Manayunk is a neighborhood in the northwestern section of the city of Philadelphia, Pennsylvania in the United States. Located on the banks of the Schuylkill River, it contains the first canal begun in the United States (although not the first completed due to budget problems). The area’s name comes from the language of the Lenape Indians (later called the Delaware Indians by Europeans). In 1686-dated papers between William Penn and the Lenape, the Lenape referred to the Schuylkill River as “Manaiung”, their word for “river”, which literally translates as “place to drink”; the word was later altered and adopted as the town’s name.
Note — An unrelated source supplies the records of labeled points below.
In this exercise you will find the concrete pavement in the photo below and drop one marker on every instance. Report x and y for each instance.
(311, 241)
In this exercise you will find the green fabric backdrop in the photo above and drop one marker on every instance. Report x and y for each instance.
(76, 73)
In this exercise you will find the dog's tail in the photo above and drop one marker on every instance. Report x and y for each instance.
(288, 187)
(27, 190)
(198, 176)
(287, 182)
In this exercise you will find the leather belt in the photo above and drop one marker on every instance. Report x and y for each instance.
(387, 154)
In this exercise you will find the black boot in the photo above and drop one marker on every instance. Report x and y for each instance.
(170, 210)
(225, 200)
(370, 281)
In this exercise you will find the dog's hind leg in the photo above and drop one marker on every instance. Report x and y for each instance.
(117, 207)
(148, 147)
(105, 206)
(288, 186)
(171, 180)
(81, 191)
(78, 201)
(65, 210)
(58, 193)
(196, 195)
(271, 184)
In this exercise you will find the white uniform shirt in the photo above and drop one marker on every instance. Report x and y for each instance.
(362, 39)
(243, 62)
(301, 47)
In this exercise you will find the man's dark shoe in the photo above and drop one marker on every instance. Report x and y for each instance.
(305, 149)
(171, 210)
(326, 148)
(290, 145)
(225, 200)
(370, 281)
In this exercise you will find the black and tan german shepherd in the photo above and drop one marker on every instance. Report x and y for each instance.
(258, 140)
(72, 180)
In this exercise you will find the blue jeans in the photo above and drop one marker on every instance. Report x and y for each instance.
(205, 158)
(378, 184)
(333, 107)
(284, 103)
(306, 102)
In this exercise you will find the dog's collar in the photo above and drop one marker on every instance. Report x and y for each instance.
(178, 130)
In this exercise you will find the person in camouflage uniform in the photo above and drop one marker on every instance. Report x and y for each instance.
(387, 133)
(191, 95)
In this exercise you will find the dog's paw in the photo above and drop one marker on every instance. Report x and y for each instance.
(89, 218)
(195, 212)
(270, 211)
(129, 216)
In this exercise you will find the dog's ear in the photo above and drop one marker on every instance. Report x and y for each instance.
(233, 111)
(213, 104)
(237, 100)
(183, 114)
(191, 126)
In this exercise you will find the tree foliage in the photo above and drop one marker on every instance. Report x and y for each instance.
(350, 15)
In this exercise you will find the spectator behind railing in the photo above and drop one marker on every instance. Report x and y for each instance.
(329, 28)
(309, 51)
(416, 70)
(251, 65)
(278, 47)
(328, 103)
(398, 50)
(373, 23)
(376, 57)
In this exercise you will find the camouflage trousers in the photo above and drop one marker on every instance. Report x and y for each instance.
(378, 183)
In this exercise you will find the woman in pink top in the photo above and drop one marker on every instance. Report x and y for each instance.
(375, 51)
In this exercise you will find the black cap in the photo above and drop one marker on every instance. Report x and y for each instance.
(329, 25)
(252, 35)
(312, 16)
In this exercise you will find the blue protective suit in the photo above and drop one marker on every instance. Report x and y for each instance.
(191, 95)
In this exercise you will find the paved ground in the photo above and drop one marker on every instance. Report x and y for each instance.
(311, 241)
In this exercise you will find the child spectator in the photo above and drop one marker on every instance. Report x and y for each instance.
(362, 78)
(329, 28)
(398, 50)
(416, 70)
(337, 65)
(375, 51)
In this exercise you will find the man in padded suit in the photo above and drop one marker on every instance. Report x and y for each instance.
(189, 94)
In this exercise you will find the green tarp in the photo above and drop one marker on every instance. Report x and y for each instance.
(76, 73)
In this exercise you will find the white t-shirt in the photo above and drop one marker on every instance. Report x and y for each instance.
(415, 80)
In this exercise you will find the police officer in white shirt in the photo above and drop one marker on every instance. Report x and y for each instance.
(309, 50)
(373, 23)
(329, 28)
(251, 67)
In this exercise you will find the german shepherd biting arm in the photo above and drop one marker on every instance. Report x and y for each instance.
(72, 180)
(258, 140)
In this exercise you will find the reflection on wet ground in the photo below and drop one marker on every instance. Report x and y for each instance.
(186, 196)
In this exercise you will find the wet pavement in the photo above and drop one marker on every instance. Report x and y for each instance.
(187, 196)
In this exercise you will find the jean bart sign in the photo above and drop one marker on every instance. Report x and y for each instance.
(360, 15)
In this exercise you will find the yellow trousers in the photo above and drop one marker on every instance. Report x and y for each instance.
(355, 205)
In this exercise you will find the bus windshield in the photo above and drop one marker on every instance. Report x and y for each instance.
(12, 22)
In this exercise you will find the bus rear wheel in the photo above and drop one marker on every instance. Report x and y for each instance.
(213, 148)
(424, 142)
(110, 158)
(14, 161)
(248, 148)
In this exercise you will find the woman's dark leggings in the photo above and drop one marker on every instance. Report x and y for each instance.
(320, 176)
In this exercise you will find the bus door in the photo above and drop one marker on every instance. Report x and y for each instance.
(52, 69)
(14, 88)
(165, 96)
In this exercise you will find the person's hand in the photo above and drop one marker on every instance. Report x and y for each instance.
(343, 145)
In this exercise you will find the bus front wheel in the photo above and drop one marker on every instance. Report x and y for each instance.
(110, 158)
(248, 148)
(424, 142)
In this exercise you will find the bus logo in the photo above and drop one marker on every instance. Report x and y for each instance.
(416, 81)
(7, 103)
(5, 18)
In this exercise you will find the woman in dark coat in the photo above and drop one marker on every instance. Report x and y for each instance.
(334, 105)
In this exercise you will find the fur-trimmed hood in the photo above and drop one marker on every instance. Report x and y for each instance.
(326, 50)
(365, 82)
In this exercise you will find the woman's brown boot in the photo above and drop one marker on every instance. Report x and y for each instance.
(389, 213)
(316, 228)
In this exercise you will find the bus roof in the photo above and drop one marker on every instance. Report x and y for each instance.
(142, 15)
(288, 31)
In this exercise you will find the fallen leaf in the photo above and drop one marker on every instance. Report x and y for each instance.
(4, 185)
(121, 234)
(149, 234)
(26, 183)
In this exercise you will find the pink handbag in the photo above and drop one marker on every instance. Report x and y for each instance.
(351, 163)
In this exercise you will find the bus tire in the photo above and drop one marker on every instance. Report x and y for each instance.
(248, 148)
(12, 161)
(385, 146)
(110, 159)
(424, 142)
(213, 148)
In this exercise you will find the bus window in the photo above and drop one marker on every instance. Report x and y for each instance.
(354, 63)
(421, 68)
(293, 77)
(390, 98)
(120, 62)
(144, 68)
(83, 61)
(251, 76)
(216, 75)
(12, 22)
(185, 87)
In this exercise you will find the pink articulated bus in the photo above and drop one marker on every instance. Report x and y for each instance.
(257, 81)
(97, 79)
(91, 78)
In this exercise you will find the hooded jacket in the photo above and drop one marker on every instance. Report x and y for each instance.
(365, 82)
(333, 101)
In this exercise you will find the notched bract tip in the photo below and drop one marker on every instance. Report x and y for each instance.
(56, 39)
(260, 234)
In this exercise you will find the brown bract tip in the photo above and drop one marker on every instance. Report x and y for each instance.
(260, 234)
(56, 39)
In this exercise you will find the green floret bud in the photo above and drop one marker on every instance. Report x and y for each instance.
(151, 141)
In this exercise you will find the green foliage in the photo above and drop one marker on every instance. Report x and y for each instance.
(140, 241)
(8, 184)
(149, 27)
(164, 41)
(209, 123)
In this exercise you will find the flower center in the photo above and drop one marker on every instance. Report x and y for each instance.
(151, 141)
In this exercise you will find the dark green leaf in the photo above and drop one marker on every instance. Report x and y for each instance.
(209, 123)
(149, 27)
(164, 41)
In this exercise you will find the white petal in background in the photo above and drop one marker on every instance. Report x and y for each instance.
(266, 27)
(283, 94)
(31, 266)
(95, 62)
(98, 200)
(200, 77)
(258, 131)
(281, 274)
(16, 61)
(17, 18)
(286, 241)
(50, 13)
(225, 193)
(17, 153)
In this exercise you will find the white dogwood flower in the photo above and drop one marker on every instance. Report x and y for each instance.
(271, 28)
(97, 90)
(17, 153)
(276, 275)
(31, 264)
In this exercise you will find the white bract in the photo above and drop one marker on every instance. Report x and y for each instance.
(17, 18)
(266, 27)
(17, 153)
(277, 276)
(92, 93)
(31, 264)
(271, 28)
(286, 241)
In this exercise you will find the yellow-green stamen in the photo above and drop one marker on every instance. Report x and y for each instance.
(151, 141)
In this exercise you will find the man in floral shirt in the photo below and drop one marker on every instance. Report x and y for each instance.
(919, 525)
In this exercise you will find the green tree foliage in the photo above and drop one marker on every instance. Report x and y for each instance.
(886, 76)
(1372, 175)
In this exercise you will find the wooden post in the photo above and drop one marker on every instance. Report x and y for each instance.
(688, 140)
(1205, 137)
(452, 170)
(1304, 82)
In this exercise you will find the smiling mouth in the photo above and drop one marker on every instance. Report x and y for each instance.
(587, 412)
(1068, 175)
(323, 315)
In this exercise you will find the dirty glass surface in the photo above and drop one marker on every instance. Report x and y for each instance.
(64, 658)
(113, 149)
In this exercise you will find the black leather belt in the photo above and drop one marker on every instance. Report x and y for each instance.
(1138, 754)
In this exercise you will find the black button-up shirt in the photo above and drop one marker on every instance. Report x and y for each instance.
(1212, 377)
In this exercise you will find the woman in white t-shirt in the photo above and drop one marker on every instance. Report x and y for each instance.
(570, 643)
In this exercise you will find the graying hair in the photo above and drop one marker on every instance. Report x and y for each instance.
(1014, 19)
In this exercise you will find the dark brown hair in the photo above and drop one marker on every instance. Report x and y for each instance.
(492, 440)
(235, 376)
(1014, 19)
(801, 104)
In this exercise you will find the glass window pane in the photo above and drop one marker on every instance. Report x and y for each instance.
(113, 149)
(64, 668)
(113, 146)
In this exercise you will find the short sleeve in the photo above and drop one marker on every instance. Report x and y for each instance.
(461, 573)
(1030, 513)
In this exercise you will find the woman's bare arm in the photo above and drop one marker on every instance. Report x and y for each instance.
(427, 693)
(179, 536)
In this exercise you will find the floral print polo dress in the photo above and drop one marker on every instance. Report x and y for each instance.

Although historically an Irish Catholic working class community, in recent years the neighborhood has been substantially gentrified. While there is still a working class population within the neighborhood, the population has shifted to younger upper middle class professionals and families. Additionally, the nightlife in Manayunk draws visitors from all over the Delaware Valley, as well as some international visitors.
Two U.S. Navy ships were named USS Manayunk. The first was the monitor USS Manayunk (1864) which was constructed in Pittsburgh, Pennsylvania, for use in the American Civil War, but was commissioned too late to serve in that action. She was later pulled out of reserve and renamed USS Ajax (1864), and saw action in the Spanish-American War. The second ship to be named Manayunk was the World War II net laying ship USS Manayunk (AN-81), built in Portland, Oregon, which, like the first USS Manayunk, was built late in the war, but did operate in the Pacific Ocean in the Mariana Islands, primarily in the Saipan-Tinian area, laying and maintaining nets and moorings until the spring of 1946.